Ia juga memastikan bahwa lumpur maupun material yang muncul tersebut sama sekali tidak berkaitan dengan aktivitas pengeboran yang dilakukan dalam rangka pengembangan panas bumi. Selama proses eksplorasi, seluruh lumpur dan cairan yang digunakan dalam pengeboran dikelola melalui sistem tertutup yang aman dan tidak dibuang sembarangan ke lingkungan sekitar.
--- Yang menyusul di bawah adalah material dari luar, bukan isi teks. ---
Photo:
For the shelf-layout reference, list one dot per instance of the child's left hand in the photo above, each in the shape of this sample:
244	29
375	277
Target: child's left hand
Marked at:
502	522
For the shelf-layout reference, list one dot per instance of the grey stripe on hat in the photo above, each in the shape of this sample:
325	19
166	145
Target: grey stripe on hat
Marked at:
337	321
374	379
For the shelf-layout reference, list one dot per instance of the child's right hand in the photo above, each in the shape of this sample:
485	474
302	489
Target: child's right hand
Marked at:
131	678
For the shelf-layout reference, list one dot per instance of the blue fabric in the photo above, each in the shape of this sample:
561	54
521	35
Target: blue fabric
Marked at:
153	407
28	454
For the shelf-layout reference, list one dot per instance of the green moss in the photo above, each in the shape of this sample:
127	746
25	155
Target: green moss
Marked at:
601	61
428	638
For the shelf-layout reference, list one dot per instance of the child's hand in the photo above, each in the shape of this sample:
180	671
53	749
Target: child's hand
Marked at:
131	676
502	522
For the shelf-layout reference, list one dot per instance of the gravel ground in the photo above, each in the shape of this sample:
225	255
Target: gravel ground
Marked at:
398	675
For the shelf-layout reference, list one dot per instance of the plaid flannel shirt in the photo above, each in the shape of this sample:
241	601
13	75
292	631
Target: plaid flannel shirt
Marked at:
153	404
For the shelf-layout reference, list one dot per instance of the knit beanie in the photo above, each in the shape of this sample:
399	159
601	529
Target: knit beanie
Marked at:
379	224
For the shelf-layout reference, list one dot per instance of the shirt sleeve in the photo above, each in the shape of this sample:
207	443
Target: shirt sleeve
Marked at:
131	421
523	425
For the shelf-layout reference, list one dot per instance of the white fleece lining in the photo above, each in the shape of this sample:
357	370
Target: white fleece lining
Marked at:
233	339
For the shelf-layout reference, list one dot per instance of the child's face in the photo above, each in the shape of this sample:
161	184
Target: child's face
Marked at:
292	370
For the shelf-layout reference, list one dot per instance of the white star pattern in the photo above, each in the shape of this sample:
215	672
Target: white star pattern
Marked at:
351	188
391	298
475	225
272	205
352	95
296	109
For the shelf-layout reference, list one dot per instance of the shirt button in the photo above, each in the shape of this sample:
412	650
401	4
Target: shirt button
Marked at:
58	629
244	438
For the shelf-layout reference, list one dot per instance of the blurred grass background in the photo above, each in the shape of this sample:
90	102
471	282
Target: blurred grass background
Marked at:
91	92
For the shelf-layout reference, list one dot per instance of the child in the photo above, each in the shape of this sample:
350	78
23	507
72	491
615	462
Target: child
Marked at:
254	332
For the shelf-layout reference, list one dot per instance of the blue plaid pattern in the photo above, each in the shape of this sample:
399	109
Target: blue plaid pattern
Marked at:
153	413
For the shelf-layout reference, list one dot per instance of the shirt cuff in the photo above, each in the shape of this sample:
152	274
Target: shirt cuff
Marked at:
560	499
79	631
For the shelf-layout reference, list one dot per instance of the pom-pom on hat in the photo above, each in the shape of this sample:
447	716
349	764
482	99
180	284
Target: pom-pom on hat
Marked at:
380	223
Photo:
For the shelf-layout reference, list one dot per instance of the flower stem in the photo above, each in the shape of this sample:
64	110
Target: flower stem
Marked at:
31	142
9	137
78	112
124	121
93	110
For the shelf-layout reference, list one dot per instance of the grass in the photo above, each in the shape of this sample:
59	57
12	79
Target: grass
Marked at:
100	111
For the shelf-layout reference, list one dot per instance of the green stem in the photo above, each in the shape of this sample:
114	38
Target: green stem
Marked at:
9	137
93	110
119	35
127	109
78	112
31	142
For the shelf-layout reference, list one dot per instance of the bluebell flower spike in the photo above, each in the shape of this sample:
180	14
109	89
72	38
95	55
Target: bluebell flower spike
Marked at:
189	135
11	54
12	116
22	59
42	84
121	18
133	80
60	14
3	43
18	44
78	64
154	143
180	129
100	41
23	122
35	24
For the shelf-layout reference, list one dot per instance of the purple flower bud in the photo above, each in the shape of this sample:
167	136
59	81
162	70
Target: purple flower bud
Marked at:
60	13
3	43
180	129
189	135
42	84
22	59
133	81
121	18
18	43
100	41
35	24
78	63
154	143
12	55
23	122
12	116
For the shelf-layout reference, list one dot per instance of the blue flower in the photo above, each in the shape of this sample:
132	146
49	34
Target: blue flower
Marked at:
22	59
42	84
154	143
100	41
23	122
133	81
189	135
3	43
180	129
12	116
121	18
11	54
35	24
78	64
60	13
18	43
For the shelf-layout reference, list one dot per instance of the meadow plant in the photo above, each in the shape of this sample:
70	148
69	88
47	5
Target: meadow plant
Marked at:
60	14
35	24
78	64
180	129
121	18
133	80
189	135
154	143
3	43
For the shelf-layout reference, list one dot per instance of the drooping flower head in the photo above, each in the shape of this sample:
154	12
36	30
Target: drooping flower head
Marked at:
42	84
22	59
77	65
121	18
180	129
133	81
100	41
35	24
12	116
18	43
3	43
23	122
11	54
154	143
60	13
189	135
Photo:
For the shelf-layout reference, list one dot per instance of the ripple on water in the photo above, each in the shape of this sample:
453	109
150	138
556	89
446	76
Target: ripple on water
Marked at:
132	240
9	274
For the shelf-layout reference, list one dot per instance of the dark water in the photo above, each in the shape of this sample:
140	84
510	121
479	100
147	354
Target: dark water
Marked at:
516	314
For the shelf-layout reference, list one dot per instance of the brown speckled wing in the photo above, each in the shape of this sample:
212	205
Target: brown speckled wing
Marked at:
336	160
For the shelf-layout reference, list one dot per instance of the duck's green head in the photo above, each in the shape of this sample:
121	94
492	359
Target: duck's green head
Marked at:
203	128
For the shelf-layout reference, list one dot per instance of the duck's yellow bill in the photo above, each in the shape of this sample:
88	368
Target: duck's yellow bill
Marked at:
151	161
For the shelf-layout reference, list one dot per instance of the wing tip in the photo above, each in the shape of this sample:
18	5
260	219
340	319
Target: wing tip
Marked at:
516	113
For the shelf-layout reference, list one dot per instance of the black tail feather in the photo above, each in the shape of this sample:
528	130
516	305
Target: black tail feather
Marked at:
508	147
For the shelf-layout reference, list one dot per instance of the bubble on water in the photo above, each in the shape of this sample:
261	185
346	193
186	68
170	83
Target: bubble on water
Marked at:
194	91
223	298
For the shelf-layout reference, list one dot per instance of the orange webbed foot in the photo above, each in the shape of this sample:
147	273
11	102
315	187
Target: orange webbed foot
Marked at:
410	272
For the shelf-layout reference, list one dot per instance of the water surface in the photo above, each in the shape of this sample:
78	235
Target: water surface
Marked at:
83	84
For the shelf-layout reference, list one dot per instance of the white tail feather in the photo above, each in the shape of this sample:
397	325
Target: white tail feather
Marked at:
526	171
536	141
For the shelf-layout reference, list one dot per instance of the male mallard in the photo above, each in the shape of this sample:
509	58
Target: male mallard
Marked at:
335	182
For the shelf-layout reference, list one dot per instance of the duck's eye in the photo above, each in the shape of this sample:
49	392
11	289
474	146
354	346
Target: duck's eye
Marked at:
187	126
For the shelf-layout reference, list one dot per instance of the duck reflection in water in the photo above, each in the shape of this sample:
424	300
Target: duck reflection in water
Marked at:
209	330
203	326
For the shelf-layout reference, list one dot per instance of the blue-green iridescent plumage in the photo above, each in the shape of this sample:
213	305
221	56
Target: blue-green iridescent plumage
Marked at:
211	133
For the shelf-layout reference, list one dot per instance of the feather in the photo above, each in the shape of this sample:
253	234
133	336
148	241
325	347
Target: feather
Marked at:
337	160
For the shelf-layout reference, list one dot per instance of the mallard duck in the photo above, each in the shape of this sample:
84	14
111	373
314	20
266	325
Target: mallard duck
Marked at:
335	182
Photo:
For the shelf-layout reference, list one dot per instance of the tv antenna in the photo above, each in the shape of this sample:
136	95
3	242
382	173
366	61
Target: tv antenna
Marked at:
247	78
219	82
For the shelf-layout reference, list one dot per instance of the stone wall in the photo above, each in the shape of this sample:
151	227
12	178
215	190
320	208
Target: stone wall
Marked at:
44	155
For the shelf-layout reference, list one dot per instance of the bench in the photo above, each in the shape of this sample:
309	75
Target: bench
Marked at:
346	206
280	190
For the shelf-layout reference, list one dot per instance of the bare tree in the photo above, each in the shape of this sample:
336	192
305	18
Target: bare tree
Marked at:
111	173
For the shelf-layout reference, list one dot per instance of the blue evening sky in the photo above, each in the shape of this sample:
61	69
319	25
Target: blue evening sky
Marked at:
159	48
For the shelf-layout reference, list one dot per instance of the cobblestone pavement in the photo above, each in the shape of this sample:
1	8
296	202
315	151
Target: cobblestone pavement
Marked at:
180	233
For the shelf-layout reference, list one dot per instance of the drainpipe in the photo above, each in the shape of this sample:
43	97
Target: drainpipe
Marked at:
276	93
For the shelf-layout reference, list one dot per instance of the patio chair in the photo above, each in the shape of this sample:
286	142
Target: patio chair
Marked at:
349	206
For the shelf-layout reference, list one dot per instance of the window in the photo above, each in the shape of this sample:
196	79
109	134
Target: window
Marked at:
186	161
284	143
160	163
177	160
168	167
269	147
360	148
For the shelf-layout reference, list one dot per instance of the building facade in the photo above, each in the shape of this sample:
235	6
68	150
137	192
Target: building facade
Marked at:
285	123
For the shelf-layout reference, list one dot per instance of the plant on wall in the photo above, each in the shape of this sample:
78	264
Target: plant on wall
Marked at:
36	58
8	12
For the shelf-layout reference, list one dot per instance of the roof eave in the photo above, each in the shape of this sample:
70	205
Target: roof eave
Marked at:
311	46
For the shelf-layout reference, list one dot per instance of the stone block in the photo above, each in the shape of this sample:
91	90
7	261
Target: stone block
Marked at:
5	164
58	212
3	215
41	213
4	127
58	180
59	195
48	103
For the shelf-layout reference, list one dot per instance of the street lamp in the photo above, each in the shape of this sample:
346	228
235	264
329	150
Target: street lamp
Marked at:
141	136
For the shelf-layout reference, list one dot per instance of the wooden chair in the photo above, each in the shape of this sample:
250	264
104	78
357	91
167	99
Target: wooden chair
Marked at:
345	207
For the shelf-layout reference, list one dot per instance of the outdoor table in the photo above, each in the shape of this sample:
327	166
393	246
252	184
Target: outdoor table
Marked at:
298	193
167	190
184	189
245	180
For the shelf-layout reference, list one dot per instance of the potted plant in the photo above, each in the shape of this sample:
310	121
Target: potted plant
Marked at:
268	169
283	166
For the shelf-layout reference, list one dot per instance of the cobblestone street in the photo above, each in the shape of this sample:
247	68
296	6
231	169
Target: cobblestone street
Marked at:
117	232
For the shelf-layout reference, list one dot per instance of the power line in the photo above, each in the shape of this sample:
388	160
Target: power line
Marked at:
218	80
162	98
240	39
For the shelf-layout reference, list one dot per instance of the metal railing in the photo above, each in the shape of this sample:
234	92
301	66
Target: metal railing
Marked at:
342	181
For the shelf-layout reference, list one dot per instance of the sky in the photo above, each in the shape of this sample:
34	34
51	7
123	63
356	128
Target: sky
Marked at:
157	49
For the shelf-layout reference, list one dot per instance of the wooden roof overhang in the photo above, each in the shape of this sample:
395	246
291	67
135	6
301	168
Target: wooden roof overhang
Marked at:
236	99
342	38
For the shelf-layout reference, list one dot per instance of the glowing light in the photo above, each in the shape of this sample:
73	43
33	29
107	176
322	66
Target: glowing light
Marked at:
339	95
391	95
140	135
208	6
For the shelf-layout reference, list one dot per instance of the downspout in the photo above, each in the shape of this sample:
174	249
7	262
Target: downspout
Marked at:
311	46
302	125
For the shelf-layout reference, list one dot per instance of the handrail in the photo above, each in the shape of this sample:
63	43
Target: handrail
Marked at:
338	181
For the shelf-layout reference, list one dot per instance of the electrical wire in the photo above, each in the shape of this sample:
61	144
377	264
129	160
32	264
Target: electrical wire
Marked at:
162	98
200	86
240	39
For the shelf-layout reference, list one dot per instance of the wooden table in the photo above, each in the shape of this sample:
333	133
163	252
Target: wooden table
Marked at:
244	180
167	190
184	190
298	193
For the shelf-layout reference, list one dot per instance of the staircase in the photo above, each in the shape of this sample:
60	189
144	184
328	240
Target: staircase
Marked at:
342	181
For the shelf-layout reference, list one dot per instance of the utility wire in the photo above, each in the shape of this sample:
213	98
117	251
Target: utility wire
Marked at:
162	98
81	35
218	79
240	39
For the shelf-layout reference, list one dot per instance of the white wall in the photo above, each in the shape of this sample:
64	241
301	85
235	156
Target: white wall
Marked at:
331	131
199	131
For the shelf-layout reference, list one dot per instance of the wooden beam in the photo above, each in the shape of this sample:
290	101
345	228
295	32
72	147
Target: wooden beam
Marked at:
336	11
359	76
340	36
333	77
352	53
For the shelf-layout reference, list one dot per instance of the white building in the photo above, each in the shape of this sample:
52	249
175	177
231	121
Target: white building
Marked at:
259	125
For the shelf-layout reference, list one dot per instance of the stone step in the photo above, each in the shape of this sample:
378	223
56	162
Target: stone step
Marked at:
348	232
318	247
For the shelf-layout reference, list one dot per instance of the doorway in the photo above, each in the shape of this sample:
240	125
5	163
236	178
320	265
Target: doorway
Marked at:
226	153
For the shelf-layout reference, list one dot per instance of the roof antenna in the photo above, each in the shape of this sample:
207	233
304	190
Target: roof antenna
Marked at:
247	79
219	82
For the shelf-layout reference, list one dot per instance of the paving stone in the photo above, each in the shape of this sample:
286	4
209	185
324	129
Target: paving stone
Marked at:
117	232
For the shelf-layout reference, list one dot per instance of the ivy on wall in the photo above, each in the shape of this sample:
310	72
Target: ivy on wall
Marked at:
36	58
“Ini bukanlah lumpur sisa atau limbah dari proses pemboran, sehingga masyarakat tidak perlu merasa khawatir atau mengira bahwa apa yang muncul tersebut merupakan limbah dari proyek yang kami jalankan,” tambahnya.
Sementara itu, General Manager PT PLN (Persero) Unit Induk Pembangunan Nusa Tenggara (UIP Nusra), Rizki Aftarianto, menyampaikan bahwa PLN senantiasa berupaya menghadirkan informasi yang transparan, akurat, dan mudah dipahami oleh seluruh lapisan masyarakat terkait proses pengembangan energi panas bumi di wilayah ini.
“Kami memahami bahwa keterbatasan informasi atau pemahaman yang belum utuh dapat menimbulkan kekhawatiran di tengah masyarakat. Oleh karena itu, PLN berkomitmen untuk terus membuka ruang komunikasi serta menyampaikan penjelasan yang berbasis ilmu pengetahuan, agar masyarakat mendapatkan pemahaman yang benar dan tidak terjebak pada informasi yang keliru,” ujar Rizki.
Ia menambahkan, seluruh tahapan pengembangan energi panas bumi dilakukan dengan menerapkan standar teknis serta standar lingkungan yang sangat ketat, guna menjamin keamanan masyarakat yang tinggal di sekitar lokasi serta kelestarian lingkungan alam setempat.
“Energi panas bumi merupakan jenis energi bersih yang berkelanjutan dan dapat diandalkan dalam jangka panjang. PLN memastikan bahwa setiap proses pengembangannya berjalan dengan aman, serta mampu memberikan manfaat yang luas dan berkelanjutan bagi kesejahteraan masyarakat setempat,” tutupnya.